On Wednesday Sr. Helen Costigane lectured on the moral on pastoral approaches to people who have been divorced and remarried. We discussed what is sometimes known as the “internal forum solution.” The Church’s teaching both encourages people to take a full part in the life of the church and yet seems to prevent this happening by insistence on the rules.

Fr. Tully, our own favourite canon lawyer spoke to us on marriage preparation. This was much more than completing the pre-marriage form. Marriage is a natural right and our approach if asked to get involved should begin with a welcome. It is important to spend some time with each of the couple individually, not only to check that consent is freely given, but because this may be the first or only time that they could discuss their feelings in confidence and know the support of the church’s minister. He asked us if we gave wedding presents and encouraged us to do so.

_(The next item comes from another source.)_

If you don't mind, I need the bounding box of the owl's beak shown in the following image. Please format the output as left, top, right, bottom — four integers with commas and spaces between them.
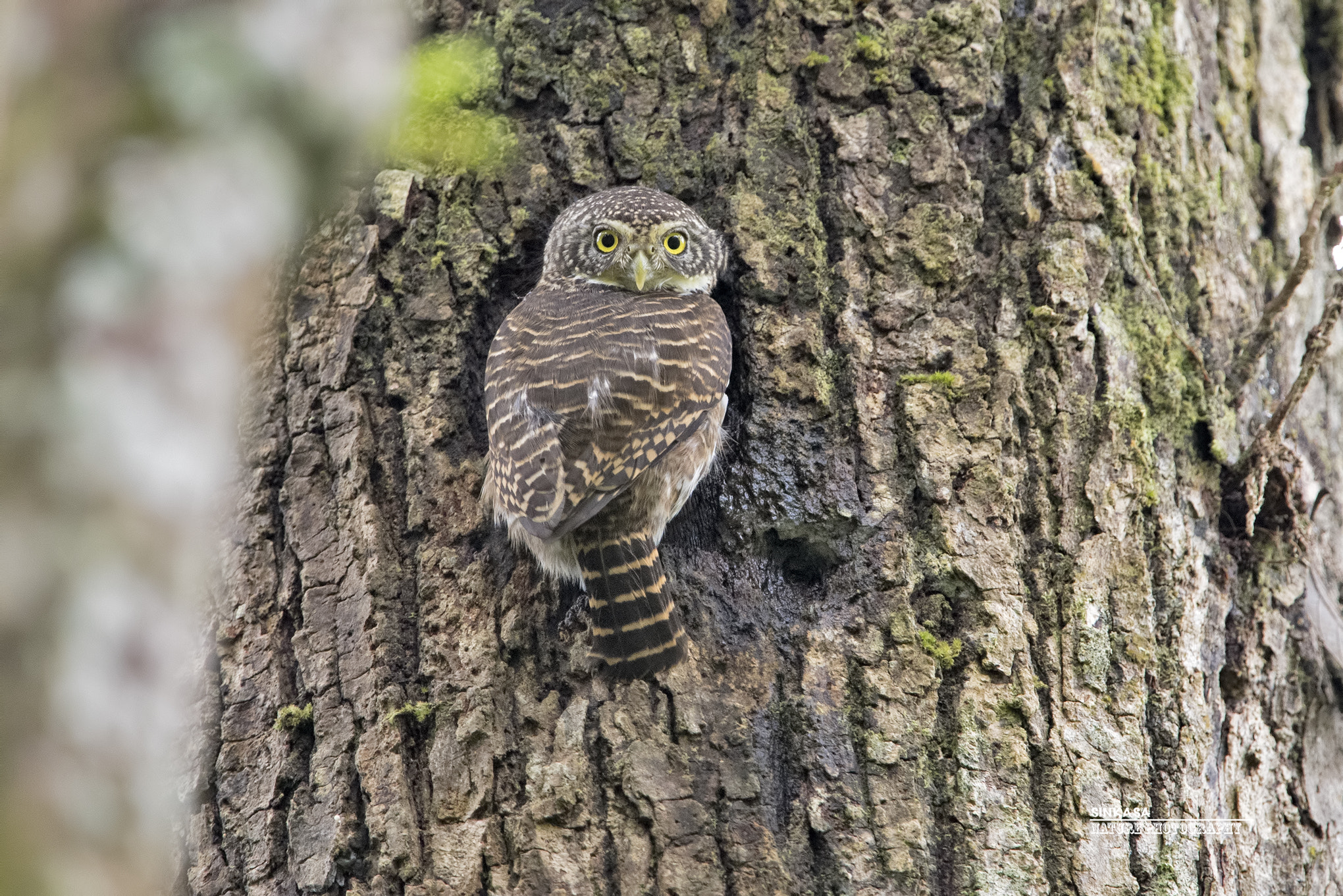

In the afternoon Pauline and Peter Lavery, a local married couple shared the way they helped with the preparation of marriages in their local deanery. They hold a five or six week series of meetings for groups of engaged couples. Usually, those taking part in these courses, moved from reluctance and even hostility to excitement and friendship. Pauline emphasised that there was so much negativity about marriage. Why was this course not called “to love and cherish”? The successes they saw were they thought due to a “culture of marriage” in their parish. In such parishes anniversaries are celebrated publicly, there are frequent mentions of marriage in the liturgy and other events, which made people feel that marriage was special.

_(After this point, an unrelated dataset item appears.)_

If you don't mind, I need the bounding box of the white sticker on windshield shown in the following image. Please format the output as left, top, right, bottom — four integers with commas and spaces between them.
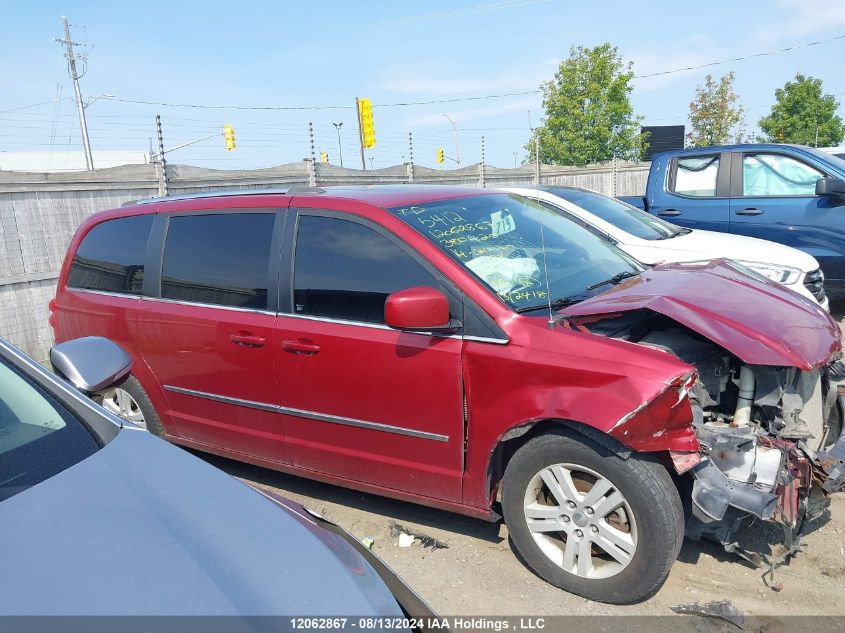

On Friday Fr. Philip Gillespie a Liverpool priest and professor of Liturgy at Ushaw, led us on a romp through the liturgy of marriage. He showed how the church had developed its practice from Roman and Jewish customs and how the councils had encouraged using local traditions. The Roman tradition of formalising the betrothal seemed to suggest that we could also do something today about recognising that there are stages in getting married. The Irish custom of beginning a wedding with two candles lit, and then both lighting a third was a way of showing two becoming one and uniting the marriage to the Trinity. The lack of mention of the Holy Spirit in our present marriage rite was mentioned and not for the first time. The particular gift of this course was to remind us we all long to be able to help make family life the place where people know they are special and holy.